I znów wybieramy się na groby naszych bliskich. Będziemy kłaść wieńce i znicze, zaś niektórzy z nas spotkają się z pozostałą częścią rodziny.
Przez myśl przechodzi jednak pytanie: czym dla nas jest to święto?
Dr Robert Wyszyński (socjolog z UW) w wywiadzie twierdzi, że dziś 'nie mamy kultu zmarłych, lecz kult grobów' (cały tekst można przeczytać TUTAJ).

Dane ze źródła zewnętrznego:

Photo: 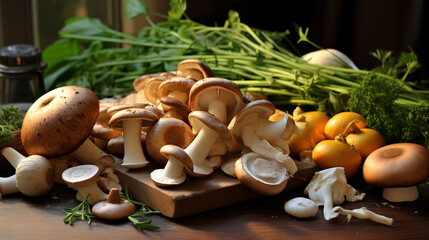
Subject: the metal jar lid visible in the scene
[0,44,46,74]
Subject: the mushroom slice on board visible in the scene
[21,86,115,169]
[228,100,298,176]
[188,78,244,124]
[62,164,108,205]
[109,108,158,168]
[150,145,194,187]
[185,111,235,177]
[1,147,54,197]
[146,117,194,165]
[176,59,214,81]
[234,152,289,196]
[92,188,136,220]
[362,143,429,202]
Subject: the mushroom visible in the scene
[228,100,298,176]
[21,86,115,170]
[362,143,429,202]
[0,175,19,198]
[109,108,159,168]
[188,78,244,124]
[1,147,54,197]
[62,164,108,205]
[176,59,214,81]
[284,197,319,218]
[92,188,136,220]
[146,117,194,165]
[304,167,365,221]
[185,111,236,176]
[234,152,289,196]
[150,145,194,187]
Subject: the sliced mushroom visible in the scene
[62,164,108,205]
[234,152,289,196]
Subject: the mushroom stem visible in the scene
[0,175,19,197]
[332,207,393,226]
[1,147,25,169]
[70,139,115,169]
[383,186,419,202]
[208,100,227,123]
[185,126,219,173]
[122,119,149,168]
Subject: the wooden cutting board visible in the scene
[116,158,317,218]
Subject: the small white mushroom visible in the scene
[304,167,365,221]
[63,164,108,205]
[1,147,54,197]
[284,197,319,218]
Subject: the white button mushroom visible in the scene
[63,164,108,205]
[1,147,54,197]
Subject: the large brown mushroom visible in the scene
[363,143,429,202]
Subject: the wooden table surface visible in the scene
[0,167,429,240]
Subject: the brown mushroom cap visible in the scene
[92,188,136,220]
[146,118,194,165]
[234,152,289,196]
[62,164,101,188]
[176,59,214,81]
[21,86,99,158]
[188,78,244,123]
[363,143,429,187]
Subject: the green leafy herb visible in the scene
[121,187,159,231]
[63,197,95,225]
[0,106,24,145]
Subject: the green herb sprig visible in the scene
[0,106,24,146]
[63,197,96,225]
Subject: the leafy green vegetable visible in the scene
[63,197,95,225]
[45,0,429,146]
[0,106,24,145]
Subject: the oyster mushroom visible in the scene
[1,147,54,197]
[228,100,298,176]
[234,152,289,196]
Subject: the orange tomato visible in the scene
[312,138,362,179]
[325,112,367,140]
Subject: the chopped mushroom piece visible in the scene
[284,197,319,218]
[109,108,159,168]
[234,152,289,196]
[362,143,429,202]
[63,164,108,205]
[92,188,136,220]
[1,147,54,197]
[304,167,365,221]
[228,100,298,176]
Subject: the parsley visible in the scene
[0,106,24,145]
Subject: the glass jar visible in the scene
[0,44,46,105]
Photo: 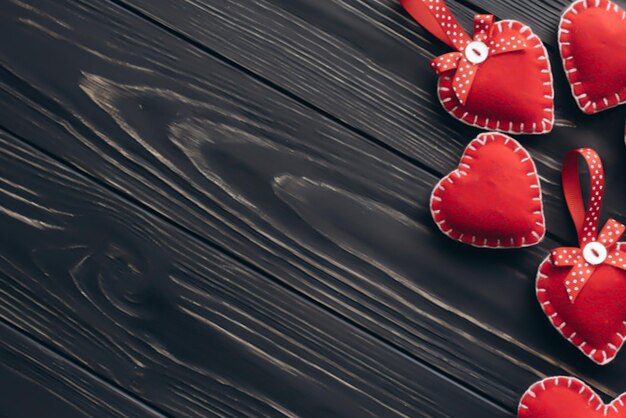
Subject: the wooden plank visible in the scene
[0,2,619,411]
[0,129,502,417]
[97,0,626,242]
[0,322,163,418]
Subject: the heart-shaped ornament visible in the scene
[430,132,546,248]
[401,0,554,134]
[517,377,626,418]
[536,148,626,365]
[559,0,626,113]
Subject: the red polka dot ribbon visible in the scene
[400,0,527,105]
[550,148,626,303]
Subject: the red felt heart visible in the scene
[517,377,626,418]
[536,243,626,364]
[438,20,554,134]
[559,0,626,113]
[430,132,545,248]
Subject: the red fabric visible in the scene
[536,148,626,364]
[439,21,554,134]
[400,0,554,134]
[431,133,545,248]
[517,377,626,418]
[537,247,626,364]
[559,0,626,113]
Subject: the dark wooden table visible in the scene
[0,0,626,418]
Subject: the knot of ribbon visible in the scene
[400,0,527,105]
[550,148,626,303]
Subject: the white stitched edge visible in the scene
[437,20,555,135]
[557,0,626,114]
[430,132,547,249]
[535,240,626,366]
[517,376,626,416]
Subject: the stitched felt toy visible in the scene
[536,148,626,364]
[430,132,546,248]
[559,0,626,113]
[517,377,626,418]
[400,0,554,134]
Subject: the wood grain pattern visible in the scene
[0,323,163,418]
[0,0,626,416]
[108,0,626,242]
[0,132,510,417]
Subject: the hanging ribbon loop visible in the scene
[561,148,604,247]
[400,0,471,51]
[400,0,527,105]
[550,148,626,303]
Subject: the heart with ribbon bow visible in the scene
[536,148,626,364]
[559,0,626,113]
[517,376,626,418]
[400,0,554,134]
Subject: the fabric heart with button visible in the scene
[400,0,554,134]
[517,377,626,418]
[559,0,626,113]
[536,148,626,364]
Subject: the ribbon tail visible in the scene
[474,15,496,42]
[565,256,597,303]
[400,0,471,51]
[583,219,626,248]
[604,250,626,270]
[452,58,478,105]
[430,52,463,75]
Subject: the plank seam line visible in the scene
[98,0,567,251]
[0,125,510,412]
[102,0,444,180]
[0,317,171,418]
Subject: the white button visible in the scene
[583,242,607,266]
[465,41,489,64]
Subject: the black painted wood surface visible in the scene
[0,0,626,418]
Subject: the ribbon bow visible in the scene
[400,0,527,105]
[550,148,626,303]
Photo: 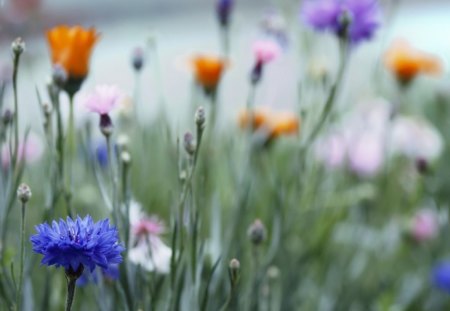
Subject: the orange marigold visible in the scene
[238,108,300,138]
[384,40,442,84]
[47,25,99,80]
[191,55,228,92]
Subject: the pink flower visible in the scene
[348,133,384,177]
[253,40,281,64]
[411,209,439,242]
[84,85,123,115]
[1,135,44,168]
[128,202,172,273]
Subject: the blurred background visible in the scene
[0,0,450,129]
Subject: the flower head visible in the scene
[302,0,380,43]
[239,108,300,139]
[128,203,172,273]
[431,261,450,293]
[47,25,99,80]
[410,209,439,242]
[31,216,125,272]
[191,55,228,92]
[253,40,281,64]
[384,40,442,83]
[84,84,123,115]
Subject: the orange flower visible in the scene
[191,55,228,91]
[384,40,442,83]
[239,108,300,138]
[47,25,99,80]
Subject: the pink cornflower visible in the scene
[84,84,123,115]
[128,203,172,273]
[410,208,439,242]
[253,40,281,64]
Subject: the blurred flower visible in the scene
[410,208,439,242]
[1,135,44,168]
[131,47,145,71]
[238,108,300,139]
[47,25,99,80]
[216,0,234,27]
[31,215,125,272]
[128,203,172,273]
[260,10,288,48]
[301,0,381,43]
[384,40,442,84]
[250,40,281,85]
[253,40,281,64]
[316,100,443,177]
[191,55,228,93]
[431,261,450,294]
[84,84,123,115]
[391,116,444,161]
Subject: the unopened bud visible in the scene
[195,106,206,130]
[228,258,241,286]
[17,184,31,204]
[11,37,25,56]
[117,134,130,150]
[120,151,131,166]
[100,113,114,137]
[131,47,144,71]
[42,102,53,117]
[2,109,14,126]
[52,64,69,88]
[183,132,197,156]
[247,219,266,245]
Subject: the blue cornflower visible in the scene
[302,0,381,43]
[431,261,450,293]
[31,215,125,272]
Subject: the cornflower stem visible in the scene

Wspomina on o skomercjalizowaniu świąt ogólnie; o wielu straganach, na których znajdują się już nie tylko świeczki, kwiaty i zapalniczki. Tak jakby ludzie całkiem się w tym zatracili i zapomnieli, co tak naprawdę jest tutaj ważne.
foto: wspolczesna.pl
Dobrze jednak, że przynajmniej pamiętamy. Chociaż w ten jeden dzień nagrobki są, przynajmniej w znacznej większości, posprzątane; znicze - pozapalane; kwiaty - wymienione. To wszystko, nawet jeśli jest trochę wymuszone, świadczy o naszej pamięci. O tym, że jednak gdzieś tam, w środku, nie zapomnieliśmy. Nawet jeśli między jedną a drugą budką stoją pierwsze choinki, a znicze są w kształcie Świętego Mikołaja.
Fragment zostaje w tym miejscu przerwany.